Never before has so much information been available to the general public. And never before has the flow of newly-created information been greater. There has also never before been a time when so much information has been available in an electronic form. We live in an "Information Age," the extent of which is growing by the minute. "We have for the first time an economy based on a key resource that is not only renewable, but self-generating," notes John Naisbitt in Megatrends. "Running out is not a problem, but drowning in it is."

So, as information production continues to increase, the areas of study geared toward extracting the information we want become increasingly important. As the stream of data has become wider, more and more people are realizing that they simply cannot process it all in time. These people need a plan for processing this information, and many will look to computers to implement these plans through an information filtering system.

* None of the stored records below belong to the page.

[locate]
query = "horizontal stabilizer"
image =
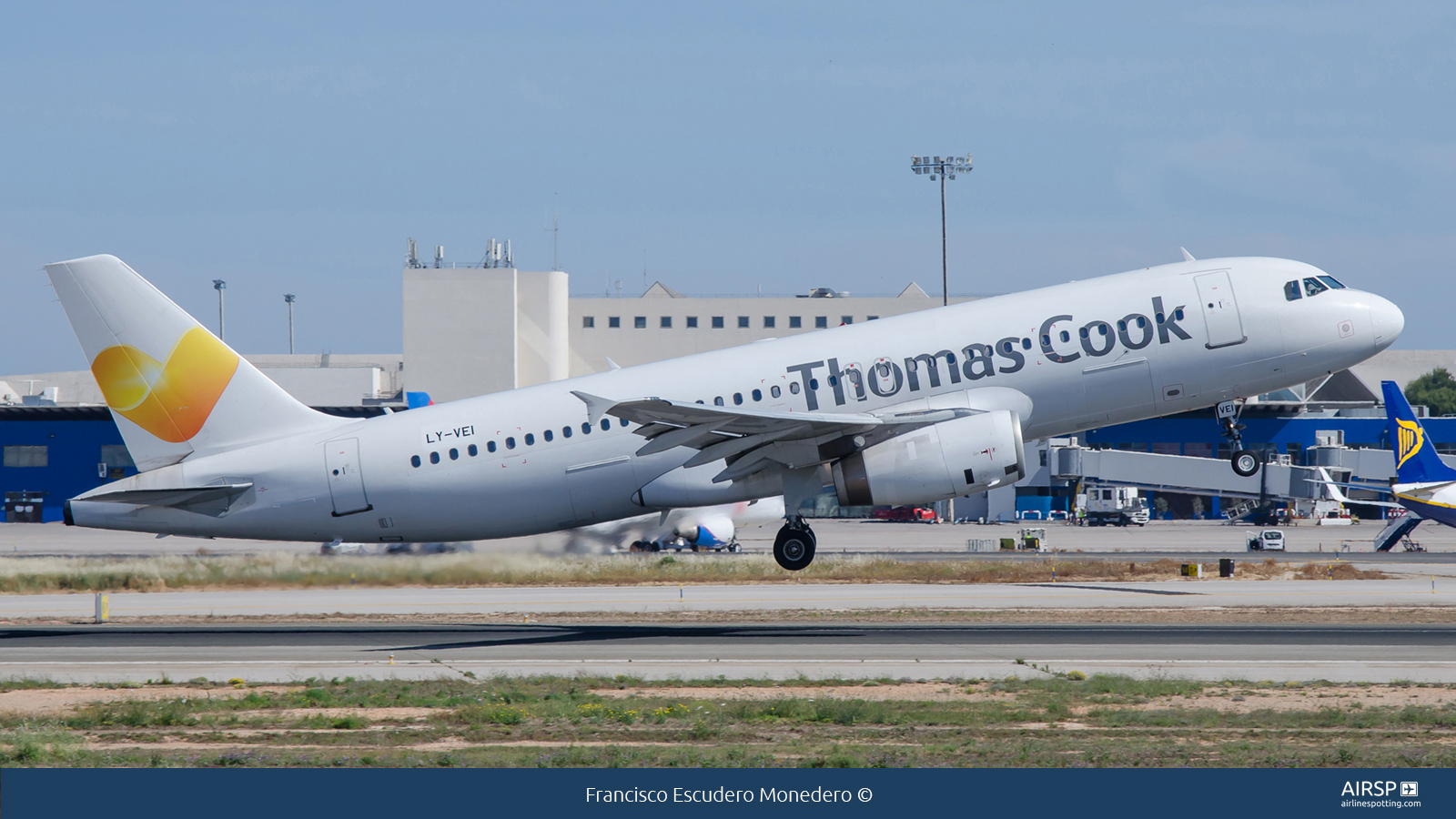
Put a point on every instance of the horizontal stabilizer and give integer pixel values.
(215, 499)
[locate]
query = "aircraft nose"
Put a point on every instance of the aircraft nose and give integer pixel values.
(1387, 321)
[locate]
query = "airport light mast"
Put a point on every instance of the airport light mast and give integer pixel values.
(218, 285)
(288, 298)
(943, 167)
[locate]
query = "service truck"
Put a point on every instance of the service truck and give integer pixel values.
(1264, 541)
(1116, 506)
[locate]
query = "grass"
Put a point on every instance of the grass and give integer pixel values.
(281, 570)
(571, 722)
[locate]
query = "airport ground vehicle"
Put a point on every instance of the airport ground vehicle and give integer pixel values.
(1116, 506)
(1264, 541)
(910, 513)
(903, 410)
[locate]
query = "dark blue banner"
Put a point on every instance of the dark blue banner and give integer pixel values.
(118, 793)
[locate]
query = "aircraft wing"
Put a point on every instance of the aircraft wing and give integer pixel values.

Automated information filtering systems are in their infancy, but current trends suggest that a demand for them will be high in the near future. For now, experimental work continues, and we can only speculate on how these systems will ultimately affect how people will get their information, and how that information will be affected.

Information Anxiety

In 1989, Richard Saul Wurman wrote a book titled Information Anxiety. He writes that this ailment "is produced by the ever-widening gap between what we understand and what we think we should understand. It is the black hole between data and knowledge, and it happens when information doesn't tell us what we want or need to know."

The number of conventional information sources is at an all-time high. The number of mainstream periodicals continues to increase, while specialized magazines and newsletters also proliferate. The advent of desktop publishing has made it possible for almost anyone to publish, and the result is a torrent of new information produced every day.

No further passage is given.